The U.S. Treasury increased short-term bill issuance, pulling cash into the Treasury General Account (TGA). This absorbed liquidity that would otherwise circulate through financial institutions.

As a result, interest rates fell—but risk appetite did not rise.

[Fed Rate Cuts vs TGA Balance vs Bitcoin Price]

5. The “Halving Curse”: When Everyone Believes the Cycle

The greatest analytical failure, according to Hasegawa, was reliance on the halving cycle.

Historically, Bitcoin reached new all-time highs roughly 400–600 days after each halving, with diminishing returns each cycle. Based on this model, a threefold rise from the $65,000 breakout in October 2024 pointed toward $200,000 by late 2025.

Instead, the model collapsed.

Why?

Because the halving narrative became too widely accepted.

Long-term holders began selling earlier. Volatility increased. Retail participation weakened. The expectation of a known peak reduced speculative urgency.

Hasegawa describes this phenomenon as the “Halving Curse”—a self-defeating prophecy where belief itself destroys the pattern.
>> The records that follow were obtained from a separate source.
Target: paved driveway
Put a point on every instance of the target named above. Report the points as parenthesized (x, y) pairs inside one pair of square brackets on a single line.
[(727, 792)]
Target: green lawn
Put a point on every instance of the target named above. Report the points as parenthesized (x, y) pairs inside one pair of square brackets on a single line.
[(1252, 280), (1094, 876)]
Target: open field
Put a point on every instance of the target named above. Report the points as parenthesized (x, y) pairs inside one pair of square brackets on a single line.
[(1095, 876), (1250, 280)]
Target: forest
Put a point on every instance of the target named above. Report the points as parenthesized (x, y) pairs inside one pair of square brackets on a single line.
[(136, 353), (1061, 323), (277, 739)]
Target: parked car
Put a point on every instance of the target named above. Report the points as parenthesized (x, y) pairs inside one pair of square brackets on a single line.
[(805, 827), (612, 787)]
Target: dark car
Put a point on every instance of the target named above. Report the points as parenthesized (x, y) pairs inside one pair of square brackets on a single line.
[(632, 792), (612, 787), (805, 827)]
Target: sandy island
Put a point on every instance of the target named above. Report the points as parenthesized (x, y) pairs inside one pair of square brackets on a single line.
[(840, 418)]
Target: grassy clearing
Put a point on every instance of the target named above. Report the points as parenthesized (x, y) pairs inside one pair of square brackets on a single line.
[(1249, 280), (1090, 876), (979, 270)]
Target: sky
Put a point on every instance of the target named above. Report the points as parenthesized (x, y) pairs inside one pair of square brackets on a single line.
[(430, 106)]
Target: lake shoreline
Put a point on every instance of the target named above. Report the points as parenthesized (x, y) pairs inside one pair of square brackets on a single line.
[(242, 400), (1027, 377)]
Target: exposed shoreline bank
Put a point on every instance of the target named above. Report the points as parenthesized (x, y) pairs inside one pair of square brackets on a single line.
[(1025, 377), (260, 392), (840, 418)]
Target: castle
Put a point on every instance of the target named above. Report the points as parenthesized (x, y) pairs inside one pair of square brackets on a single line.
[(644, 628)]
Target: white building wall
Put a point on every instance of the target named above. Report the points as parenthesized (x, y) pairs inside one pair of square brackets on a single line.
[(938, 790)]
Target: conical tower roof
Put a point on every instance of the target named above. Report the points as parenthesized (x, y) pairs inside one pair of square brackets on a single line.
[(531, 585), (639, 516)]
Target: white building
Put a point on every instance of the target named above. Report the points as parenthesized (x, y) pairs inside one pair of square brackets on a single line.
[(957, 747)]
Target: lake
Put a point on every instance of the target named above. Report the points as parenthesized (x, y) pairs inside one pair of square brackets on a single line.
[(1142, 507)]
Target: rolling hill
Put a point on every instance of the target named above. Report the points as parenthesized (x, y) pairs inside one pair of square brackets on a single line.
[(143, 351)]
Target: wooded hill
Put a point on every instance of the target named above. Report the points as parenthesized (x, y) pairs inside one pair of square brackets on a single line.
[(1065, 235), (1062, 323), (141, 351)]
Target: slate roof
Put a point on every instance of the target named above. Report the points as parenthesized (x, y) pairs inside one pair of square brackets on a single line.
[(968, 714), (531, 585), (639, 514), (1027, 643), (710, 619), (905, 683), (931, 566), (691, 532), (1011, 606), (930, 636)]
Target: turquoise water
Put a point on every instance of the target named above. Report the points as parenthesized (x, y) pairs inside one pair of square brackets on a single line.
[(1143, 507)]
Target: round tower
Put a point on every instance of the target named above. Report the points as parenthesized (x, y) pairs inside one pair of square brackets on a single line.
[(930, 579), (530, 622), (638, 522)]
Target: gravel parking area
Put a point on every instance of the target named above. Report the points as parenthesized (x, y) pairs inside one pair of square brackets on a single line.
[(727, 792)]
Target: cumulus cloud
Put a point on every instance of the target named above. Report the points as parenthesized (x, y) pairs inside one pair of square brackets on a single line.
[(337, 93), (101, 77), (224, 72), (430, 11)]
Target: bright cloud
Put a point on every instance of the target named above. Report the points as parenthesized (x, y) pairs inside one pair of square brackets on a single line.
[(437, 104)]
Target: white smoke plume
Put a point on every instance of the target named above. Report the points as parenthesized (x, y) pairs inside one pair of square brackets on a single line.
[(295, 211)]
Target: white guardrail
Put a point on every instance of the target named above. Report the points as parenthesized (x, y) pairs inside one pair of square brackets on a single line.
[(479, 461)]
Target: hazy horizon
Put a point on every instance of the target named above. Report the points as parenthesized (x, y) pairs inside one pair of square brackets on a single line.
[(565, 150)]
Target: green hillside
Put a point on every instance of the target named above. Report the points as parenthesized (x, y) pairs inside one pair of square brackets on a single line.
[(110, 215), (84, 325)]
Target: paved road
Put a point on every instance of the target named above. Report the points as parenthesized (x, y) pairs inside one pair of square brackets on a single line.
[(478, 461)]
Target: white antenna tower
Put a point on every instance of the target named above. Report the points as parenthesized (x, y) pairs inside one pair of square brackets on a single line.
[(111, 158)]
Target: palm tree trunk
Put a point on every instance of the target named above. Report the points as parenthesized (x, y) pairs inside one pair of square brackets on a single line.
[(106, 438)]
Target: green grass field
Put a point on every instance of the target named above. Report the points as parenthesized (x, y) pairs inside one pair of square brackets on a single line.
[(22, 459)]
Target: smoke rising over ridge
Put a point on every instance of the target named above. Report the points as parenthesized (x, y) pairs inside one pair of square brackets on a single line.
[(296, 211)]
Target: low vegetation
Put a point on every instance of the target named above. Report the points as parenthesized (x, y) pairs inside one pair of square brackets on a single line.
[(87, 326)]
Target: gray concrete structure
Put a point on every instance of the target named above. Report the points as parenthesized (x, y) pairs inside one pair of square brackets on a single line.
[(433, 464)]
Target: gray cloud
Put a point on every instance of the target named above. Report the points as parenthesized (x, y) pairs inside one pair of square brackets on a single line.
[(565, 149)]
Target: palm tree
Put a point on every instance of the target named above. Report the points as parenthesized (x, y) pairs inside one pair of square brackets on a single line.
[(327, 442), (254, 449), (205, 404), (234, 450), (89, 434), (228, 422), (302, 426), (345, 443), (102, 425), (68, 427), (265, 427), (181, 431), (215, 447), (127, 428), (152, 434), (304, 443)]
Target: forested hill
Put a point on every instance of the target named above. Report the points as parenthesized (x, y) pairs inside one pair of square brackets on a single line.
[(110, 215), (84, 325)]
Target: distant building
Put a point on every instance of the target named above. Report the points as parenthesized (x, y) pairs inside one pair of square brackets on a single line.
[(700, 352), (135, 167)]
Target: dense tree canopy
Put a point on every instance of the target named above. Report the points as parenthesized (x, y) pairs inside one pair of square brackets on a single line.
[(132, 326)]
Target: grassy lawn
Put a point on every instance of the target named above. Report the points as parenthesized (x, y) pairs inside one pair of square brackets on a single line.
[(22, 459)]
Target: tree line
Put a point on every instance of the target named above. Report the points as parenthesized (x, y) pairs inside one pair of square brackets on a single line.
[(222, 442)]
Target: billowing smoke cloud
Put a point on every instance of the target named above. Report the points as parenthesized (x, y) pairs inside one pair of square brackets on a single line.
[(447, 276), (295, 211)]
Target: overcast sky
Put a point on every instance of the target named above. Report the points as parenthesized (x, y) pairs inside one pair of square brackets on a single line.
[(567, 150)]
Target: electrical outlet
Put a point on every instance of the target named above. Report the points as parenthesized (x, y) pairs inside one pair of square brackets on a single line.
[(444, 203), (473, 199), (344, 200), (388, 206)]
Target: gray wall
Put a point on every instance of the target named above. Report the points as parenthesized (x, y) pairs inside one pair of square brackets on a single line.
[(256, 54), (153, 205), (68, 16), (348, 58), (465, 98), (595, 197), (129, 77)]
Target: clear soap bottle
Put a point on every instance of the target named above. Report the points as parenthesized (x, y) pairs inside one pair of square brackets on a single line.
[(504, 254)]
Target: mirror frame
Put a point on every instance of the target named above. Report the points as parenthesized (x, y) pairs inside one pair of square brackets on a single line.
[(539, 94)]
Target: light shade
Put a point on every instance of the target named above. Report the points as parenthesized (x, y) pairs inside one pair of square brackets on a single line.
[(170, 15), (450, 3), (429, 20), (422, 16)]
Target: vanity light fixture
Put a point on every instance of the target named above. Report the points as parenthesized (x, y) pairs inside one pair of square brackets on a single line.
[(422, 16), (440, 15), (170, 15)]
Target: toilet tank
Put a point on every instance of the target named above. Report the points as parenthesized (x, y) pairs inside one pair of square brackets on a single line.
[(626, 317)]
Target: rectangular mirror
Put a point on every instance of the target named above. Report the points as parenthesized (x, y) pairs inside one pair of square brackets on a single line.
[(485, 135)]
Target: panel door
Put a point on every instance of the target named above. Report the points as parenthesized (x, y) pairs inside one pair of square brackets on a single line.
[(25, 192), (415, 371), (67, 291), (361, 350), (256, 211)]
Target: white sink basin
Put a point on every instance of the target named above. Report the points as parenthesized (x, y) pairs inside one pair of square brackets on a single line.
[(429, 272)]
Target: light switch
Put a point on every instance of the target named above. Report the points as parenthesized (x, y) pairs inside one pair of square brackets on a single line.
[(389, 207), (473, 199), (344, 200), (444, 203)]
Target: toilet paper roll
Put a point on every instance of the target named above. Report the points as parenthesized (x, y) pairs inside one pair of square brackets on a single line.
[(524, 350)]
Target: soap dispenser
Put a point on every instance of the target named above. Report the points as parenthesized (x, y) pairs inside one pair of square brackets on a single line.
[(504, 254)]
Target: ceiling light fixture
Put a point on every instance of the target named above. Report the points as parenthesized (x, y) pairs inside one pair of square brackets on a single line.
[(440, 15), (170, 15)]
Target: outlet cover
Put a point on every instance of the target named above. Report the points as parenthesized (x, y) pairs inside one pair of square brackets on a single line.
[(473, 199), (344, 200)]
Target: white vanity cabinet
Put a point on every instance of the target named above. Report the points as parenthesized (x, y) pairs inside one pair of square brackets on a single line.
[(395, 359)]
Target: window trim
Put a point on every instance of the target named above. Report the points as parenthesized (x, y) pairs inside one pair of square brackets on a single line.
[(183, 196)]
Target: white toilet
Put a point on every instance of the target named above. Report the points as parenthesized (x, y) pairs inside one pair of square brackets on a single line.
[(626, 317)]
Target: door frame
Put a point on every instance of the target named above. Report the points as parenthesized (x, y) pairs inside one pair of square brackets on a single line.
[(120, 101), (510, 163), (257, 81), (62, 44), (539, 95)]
[Bitcoin Halving Cycles – Historical vs 2024–2025]

6. 2026: The Year That Decides Everything

For 2026, the critical question is not whether Bitcoin rises—but whether it breaks its previous all-time high.

A successful ATH breakout would signal:

  • The effective death of the traditional halving cycle
  • A reset of investor psychology
  • Potential capital inflows from gold and traditional stores of value
  • Retail re-entry driven by narrative renewal

However, two major risks loom:

  1. U.S. Midterm Elections
    A shift in congressional control could weaken crypto-friendly regulatory momentum.
  2. End of the Rate-Cut Cycle
    If U.S. consumption and employment rebound, easing could halt—or reverse—by late 2026.

7. Best-Case Scenario: $250,000 by Summer 2026

Under the most optimistic assumptions—TGA drawdown, QT suspension, moderate liquidity improvement—Bitcoin could surge sharply after breaking its ATH.

Hasegawa’s best-case projection places Bitcoin at $250,000 around July 2026.

However, this move would likely be short-lived.

As political and monetary risks re-emerge, Bitcoin could retrace significantly, ending 2026 in the $120,000–$150,000 range.

In other words: 2026 may be explosive—but not sustainably euphoric.

Conclusion: Bitcoin Beyond the Halving Myth

Bitcoin is entering a new phase.

The era when price could be modeled primarily through halving math is ending. Macro liquidity, political structure, and cross-asset competition now dominate price formation.

Whether Bitcoin reaches $250,000 matters less than how it gets there.

If Bitcoin can break its all-time high in 2026, it may finally escape the gravitational pull of its own past cycles—and redefine itself not as a speculative anomaly, but as a mature global asset.